Ternary Policy Iteration Algorithm for Nonlinear Robust Control
Jie Li, Shengbo Eben Li, Yang Guan, Jingliang Duan, Wenyu Li, Yuming, Yin

TL;DR
This paper introduces a ternary policy iteration algorithm for nonlinear robust control, formulating the problem as a differential game and demonstrating convergence and disturbance resistance through simulations.
Contribution
The paper presents a novel TPI algorithm that directly updates policies using loss functions derived from the HJI equation, applicable to nonlinear systems with uncertainties.
Findings
Converges to optimal solutions for linear plants.

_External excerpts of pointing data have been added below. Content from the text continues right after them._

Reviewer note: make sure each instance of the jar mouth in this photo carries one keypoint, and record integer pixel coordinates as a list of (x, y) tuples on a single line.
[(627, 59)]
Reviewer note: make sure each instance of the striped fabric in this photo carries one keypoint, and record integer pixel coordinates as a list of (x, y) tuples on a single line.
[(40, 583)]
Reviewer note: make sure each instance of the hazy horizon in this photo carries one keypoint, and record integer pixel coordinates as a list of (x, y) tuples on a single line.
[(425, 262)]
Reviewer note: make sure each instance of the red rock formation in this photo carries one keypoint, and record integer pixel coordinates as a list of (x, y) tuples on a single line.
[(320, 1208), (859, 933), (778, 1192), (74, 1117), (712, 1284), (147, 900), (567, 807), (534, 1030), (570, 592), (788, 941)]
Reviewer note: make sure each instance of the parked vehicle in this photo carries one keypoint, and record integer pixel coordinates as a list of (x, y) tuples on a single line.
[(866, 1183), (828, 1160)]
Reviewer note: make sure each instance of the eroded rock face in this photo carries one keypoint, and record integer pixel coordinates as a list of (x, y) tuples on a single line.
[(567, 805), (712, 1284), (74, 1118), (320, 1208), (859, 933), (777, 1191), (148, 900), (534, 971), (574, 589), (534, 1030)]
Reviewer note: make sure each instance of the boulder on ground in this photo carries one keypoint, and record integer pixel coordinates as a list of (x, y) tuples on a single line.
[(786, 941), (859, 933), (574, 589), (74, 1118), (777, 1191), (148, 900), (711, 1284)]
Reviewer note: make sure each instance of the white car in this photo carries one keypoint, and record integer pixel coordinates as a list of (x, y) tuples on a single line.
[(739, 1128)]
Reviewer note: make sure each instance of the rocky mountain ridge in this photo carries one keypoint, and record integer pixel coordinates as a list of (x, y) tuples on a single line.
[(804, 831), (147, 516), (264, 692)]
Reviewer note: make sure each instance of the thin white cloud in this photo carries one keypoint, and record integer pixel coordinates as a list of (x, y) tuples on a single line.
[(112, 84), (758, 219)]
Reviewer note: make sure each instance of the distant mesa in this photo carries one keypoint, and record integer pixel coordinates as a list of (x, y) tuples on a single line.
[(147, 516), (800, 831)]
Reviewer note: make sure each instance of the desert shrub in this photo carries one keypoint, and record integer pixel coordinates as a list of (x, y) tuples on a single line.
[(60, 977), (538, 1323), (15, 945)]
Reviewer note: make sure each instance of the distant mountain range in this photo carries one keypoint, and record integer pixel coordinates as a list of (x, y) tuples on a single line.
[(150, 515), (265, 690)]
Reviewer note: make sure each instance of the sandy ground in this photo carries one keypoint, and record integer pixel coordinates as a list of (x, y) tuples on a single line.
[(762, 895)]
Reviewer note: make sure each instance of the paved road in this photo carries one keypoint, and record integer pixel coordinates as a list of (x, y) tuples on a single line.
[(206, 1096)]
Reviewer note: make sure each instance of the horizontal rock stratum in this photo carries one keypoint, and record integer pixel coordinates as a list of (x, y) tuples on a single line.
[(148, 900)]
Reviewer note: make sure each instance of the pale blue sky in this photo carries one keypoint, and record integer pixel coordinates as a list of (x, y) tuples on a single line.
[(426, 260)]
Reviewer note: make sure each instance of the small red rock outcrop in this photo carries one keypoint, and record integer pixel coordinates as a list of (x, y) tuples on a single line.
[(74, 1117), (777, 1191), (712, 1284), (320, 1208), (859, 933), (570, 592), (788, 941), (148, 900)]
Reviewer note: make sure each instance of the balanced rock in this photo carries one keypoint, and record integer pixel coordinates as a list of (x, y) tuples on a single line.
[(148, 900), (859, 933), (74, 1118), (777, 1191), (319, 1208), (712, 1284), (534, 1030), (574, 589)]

Exhibits high disturbance resistance in nonlinear plants.
Uses gradient descent for policy updates.
Abstract
The uncertainties in plant dynamics remain a challenge for nonlinear control problems. This paper develops a ternary policy iteration (TPI) algorithm for solving nonlinear robust control problems with bounded uncertainties. The controller and uncertainty of the system are considered as game players, and the robust control problem is formulated as a two-player zero-sum differential game. In order to solve the differential game, the corresponding Hamilton-Jacobi-Isaacs (HJI) equation is then derived. Three loss functions and three update phases are designed to match the identity equation, minimization and maximization of the HJI equation, respectively. These loss functions are defined by the expectation of the approximate Hamiltonian in a generated state set to prevent operating all the states in the entire state set concurrently. The parameters of value function and policies are directly…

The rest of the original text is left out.